Zeolites, activated carbon, and MOFs each present distinct advantages and limitations for CO2 capture applications. Zeolites offer excellent selectivity and thermal stability but are sensitive to moisture and impurities, which can hinder performance in humid environments [55,56,86]. Activated carbon, while highly durable and effective in moist conditions, generally exhibits lower CO2 adsorption capacity and selectivity compared to zeolites and MOFs [70]. MOFs, although providing high tunability and adsorption capacity, are limited by high production costs and sensitivity to water exposure [52,53].
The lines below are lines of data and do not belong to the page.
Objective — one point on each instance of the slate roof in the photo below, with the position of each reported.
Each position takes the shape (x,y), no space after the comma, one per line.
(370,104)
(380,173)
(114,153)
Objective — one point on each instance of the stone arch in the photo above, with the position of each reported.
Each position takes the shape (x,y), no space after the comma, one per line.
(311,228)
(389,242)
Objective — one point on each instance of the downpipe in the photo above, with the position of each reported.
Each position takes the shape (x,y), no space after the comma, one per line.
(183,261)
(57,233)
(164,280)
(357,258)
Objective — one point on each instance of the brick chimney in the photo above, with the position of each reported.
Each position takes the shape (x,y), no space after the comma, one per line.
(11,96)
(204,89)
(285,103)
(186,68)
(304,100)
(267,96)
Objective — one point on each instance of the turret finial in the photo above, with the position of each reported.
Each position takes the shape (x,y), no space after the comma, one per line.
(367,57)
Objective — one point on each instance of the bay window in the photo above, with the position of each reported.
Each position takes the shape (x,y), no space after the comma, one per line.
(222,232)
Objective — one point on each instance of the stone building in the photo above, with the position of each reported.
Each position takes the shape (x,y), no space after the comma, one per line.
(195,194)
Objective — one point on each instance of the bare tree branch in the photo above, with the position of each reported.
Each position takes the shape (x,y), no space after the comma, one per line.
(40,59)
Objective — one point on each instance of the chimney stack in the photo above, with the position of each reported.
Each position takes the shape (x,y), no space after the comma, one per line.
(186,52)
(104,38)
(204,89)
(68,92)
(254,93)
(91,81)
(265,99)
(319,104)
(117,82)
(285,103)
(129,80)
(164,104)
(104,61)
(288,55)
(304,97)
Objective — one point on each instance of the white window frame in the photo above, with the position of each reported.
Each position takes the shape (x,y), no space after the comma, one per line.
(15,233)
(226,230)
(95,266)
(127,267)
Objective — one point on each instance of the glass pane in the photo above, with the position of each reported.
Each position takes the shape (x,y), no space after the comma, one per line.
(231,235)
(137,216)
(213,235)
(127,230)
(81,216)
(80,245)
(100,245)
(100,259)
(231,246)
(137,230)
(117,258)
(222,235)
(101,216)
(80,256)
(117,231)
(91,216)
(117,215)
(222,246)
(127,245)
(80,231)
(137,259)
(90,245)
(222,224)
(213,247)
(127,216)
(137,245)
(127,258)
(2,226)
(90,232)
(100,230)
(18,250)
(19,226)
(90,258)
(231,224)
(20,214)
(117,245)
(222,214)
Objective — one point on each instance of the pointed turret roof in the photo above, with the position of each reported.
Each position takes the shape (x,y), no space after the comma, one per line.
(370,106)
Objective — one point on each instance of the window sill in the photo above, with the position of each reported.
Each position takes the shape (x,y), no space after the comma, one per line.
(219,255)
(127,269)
While zeolites, particularly type 13X, are widely used due to their high adsorption capacity, industrial maturity, and favorable cost-to-performance ratio, activated carbon remains popular for its moisture tolerance and affordability [87,88,89]. MOFs are being actively researched for advanced applications requiring high precision, despite their current limitations in large-scale deployment [49,51,57]. Current industrial use reflects these trends, with approximately 60% of adsorption-based CO2 capture systems employing zeolites 13X, followed by 30–40% using activated carbon, and 5–10% using MOFs [49,51,57].
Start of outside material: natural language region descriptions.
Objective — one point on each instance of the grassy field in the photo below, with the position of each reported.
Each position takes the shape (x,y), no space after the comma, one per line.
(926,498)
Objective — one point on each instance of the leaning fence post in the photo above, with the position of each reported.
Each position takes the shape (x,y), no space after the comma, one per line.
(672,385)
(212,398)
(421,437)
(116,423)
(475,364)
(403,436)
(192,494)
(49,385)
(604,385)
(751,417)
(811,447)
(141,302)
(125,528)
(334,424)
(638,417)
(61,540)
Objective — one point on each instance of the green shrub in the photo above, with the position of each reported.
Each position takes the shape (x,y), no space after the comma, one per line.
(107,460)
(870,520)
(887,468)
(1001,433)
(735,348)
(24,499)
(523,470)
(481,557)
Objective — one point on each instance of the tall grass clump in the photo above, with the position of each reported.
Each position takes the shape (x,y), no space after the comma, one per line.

Table 6 summarizes the key characteristics of these adsorbents, including surface area, selectivity, regeneration efficiency, cost, and sensitivity to environmental conditions. The choice of a suitable adsorbent depends on multiple factors, including operating pressure, CO2 concentration, humidity tolerance, and process economics [47,48,49,51].
Adsorption and Desorption
The capture of CO2 using adsorbents follows a cyclic and efficient adsorption–desorption process. Initially, a gas stream containing a mixture of CO2 and other gases is introduced at high pressure into a column packed with the selected adsorbent [90]. CO2 molecules are selectively adsorbed onto the surface of the material due to van der Waals forces, dipole interactions, and size-exclusion effects [91]. This enables the separation of CO2 from accompanying gases such as methane, nitrogen, or oxygen [90]. When the adsorbent reaches saturation, it must undergo regeneration through a desorption process to restore its capacity [91]. The two principal desorption methods are pressure swing adsorption (PSA) and temperature swing adsorption (TSA) [59,60]. In PSA, the pressure within the column is rapidly reduced to atmospheric or sub-atmospheric levels, weakening the adsorptive forces and allowing the release of CO2, which is then collected for storage, utilization, or sequestration [91]. PSA is considered energy-efficient, as it minimizes the need for thermal input [59,60]. In contrast, TSA involves heating the adsorbent bed using steam or an external heat source to break the physical bonds between CO2 molecules and the adsorption sites [59,60]. While effective, TSA typically consumes more energy than PSA due to the additional thermal requirements. Several operational factors influence adsorption performance. Zeolite 13X, for example, achieves optimal results under high pressure and low temperature, enhancing CO2 uptake [58,59]. However, its sensitivity to moisture can reduce adsorption efficiency, requiring pre-treatment or drying steps [59,60]. Further optimization of cycle duration, energy consumption, and regeneration strategies may be necessary to ensure consistent and effective system performance [91,92].

3.1.2. Absorption

Absorption is one of the most extensively applied methods for CO2 capture, primarily due to its high efficiency and operational versatility [93]. This process involves the dissolution of CO2 into a liquid solvent, typically classified into two main categories: chemical solvents and physical solvents [93]. These two solvent types are examined and compared based on multiple performance criteria to determine the most suitable option for CO2 capture. Detailed consideration is also given to the mechanisms governing both the absorption phase and the subsequent desorption (regeneration) stage. Notably, absorption methods influence dry ice production primarily through variations in CO2 purity and solvent characteristics, which affect regeneration energy requirements and the thermodynamic efficiency of the overall process [93].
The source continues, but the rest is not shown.